Anchor Peter Jennings set the tone for ABC's coverage of the new Congress in a November 14 radio commentary, blaming the election on "a nation full of uncontrolled two-year-old rage ....The voters had a temper tantrum last week....Parenting and governing don't have to be dirty words." He apologized December 5 to outraged listeners, saying: "The change in Washington is surely exhilarating. But it's a lot more difficult to build and to govern."

With Congress debating the Contract with America, ABC attacked its premise, citing voters as the problem -- for not realizing how many government benefits they receive.

On the January 5 World News Tonight, Aaron Brown reported from "Knox County, Tennessee...In November, it voted Republican, 2-1. Then and now, it likes the message of smaller government." After quoting residents unhappy with taxes and spending, he opined: "That's a pretty common complaint around here... It is also dead wrong. In fact, Knox County gets back much more from the federal government than its residents pay in." He castigated voter hypocrisy: "When people in Knox County talk of smaller government and less spending, they may mean it, they probably do. But do they want to lose this bus? Or this highway? Or this tunnel? Do they want to lose this lab? This cop? This teacher? Do they really want to make that choice at all?"

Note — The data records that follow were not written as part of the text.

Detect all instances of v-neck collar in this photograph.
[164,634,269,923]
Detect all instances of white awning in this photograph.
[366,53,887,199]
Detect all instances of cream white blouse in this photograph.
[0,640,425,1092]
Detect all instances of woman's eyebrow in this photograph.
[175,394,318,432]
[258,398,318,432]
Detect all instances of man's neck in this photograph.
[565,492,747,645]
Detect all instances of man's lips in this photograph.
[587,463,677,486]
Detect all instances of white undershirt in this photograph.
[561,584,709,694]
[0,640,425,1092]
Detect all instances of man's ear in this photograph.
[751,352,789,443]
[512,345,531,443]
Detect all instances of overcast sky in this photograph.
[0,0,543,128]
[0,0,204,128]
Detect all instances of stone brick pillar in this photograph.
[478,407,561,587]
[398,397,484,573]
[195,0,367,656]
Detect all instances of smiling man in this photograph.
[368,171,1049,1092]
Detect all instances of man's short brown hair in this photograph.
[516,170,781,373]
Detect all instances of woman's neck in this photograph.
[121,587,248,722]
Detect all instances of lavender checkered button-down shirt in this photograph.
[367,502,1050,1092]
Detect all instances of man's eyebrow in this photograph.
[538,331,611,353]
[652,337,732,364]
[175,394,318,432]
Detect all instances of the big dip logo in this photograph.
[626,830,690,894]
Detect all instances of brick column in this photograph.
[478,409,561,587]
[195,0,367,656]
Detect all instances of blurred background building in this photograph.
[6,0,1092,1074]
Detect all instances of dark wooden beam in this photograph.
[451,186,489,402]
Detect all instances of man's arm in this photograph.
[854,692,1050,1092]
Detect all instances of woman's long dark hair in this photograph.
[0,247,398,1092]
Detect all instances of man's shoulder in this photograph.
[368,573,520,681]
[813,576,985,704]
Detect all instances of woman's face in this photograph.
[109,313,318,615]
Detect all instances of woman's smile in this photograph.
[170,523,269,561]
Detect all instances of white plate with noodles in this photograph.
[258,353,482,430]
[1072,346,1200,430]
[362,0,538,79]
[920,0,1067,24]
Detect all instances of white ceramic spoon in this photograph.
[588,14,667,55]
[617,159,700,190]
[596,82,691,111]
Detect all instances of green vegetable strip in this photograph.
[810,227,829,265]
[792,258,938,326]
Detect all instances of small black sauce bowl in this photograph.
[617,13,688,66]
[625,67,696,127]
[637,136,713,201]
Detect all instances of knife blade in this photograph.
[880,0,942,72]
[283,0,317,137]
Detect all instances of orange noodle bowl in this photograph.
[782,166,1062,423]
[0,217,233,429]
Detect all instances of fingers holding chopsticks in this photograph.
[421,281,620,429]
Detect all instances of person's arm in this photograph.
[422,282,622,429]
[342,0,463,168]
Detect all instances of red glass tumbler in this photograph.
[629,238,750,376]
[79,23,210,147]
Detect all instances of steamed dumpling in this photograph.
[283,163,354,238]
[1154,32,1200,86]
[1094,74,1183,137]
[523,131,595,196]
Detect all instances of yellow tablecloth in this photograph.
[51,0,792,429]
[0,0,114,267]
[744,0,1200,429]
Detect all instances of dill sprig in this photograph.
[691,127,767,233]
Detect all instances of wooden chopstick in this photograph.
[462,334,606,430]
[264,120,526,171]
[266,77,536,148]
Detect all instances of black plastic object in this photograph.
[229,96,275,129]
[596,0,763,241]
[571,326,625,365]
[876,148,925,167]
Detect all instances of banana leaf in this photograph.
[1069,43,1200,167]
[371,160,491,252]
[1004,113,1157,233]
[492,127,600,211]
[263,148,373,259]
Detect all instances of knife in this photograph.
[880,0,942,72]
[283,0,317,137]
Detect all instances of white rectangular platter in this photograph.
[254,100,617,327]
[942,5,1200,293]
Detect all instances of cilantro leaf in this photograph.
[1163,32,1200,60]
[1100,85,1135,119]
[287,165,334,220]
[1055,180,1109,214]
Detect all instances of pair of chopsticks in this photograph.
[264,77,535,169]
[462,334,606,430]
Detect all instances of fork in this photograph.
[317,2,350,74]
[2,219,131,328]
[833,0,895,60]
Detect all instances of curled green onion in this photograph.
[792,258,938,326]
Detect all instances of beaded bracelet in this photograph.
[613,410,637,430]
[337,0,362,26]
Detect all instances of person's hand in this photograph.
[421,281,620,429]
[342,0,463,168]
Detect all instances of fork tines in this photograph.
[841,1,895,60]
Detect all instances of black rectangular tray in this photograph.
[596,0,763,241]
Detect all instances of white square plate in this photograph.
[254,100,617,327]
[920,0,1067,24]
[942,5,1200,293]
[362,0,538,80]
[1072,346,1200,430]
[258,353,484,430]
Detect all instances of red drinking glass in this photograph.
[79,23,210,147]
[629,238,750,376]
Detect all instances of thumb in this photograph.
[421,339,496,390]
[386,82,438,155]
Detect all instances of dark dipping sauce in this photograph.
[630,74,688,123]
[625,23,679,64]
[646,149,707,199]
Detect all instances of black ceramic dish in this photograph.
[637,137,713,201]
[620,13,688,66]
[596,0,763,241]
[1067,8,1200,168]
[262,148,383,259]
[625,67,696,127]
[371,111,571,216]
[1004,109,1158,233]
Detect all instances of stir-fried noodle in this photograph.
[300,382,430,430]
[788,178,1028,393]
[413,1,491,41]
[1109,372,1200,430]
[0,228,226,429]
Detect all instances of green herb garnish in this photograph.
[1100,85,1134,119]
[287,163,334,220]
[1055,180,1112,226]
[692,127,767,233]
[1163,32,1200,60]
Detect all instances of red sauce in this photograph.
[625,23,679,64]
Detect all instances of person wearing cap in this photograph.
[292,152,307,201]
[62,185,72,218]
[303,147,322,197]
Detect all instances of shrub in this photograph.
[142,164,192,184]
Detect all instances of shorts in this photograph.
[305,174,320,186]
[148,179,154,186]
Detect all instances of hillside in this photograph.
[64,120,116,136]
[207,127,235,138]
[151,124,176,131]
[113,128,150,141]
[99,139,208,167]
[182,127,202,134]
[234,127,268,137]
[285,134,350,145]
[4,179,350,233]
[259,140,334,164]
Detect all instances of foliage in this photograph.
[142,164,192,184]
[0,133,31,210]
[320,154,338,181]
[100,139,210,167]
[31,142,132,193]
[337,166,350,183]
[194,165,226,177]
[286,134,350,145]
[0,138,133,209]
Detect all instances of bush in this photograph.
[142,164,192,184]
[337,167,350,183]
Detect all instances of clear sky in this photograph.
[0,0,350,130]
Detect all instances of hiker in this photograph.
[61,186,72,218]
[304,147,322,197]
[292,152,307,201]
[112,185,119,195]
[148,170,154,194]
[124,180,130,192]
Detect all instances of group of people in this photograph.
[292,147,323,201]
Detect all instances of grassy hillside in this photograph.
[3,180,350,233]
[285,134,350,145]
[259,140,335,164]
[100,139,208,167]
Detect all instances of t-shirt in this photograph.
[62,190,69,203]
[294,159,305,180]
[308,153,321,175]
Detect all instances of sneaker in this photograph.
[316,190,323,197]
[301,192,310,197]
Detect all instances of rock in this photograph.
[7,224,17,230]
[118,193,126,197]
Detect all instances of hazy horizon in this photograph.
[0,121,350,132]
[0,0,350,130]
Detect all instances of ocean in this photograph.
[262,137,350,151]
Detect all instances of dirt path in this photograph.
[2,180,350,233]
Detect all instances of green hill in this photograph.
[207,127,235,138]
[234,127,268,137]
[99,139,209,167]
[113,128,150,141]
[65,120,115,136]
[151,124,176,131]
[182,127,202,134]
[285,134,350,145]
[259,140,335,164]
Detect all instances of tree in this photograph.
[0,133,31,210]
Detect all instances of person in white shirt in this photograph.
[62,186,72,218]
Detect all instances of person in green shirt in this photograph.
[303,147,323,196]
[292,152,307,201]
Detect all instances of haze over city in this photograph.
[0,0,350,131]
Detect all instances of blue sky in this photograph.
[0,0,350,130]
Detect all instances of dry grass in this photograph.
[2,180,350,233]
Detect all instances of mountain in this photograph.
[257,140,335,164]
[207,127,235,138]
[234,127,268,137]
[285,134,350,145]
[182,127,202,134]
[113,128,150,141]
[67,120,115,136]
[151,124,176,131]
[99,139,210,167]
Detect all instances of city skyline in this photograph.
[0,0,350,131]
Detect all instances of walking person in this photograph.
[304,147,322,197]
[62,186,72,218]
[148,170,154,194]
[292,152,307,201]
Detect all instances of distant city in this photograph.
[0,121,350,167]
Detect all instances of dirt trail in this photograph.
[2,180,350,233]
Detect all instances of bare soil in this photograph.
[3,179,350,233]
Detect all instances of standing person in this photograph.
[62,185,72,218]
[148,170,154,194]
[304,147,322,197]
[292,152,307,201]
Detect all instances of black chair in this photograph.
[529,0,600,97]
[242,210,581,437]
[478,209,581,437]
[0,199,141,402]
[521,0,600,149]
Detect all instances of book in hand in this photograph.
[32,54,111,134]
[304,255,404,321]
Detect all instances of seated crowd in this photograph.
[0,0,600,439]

Linda Pattillo found on February 3 that "the people of Seattle and King County send $10.5 billion dollars in all kinds of taxes to Washington....and get back roughly $10.5 billion dollars, the same amount. In everything from bridges to retirement benefits, they break even." Pattillo said if the people "want to send less money to Washington, they may have to give up some of what they get back. Bridges or babies, shipyards or small business loans, transportation or tourist development, benefits no one here is offering to give up."

ABC assumed since a jurisdiction receives funds, taxpayers who may not get any benefits have no right to complain. But even by ABC's reasoning, a recent Harvard study found states like New Jersey, Connecticut, New Hampshire, and Delaware pay far more in federal taxes than they get back.

Jennings presumed the popularity of the Contract's welfare reform was based on naivete and racism. "The welfare debate has been getting more intense, ever since President Reagan regularly vilified what he referred to as the `welfare queens,'" he claimed January 12. "Attitudes about people on welfare are sometimes based more on myth than reality. Most welfare mothers have only one or two children. Most welfare mothers had their first child when they were adults, not teenagers. Most people on welfare are not black."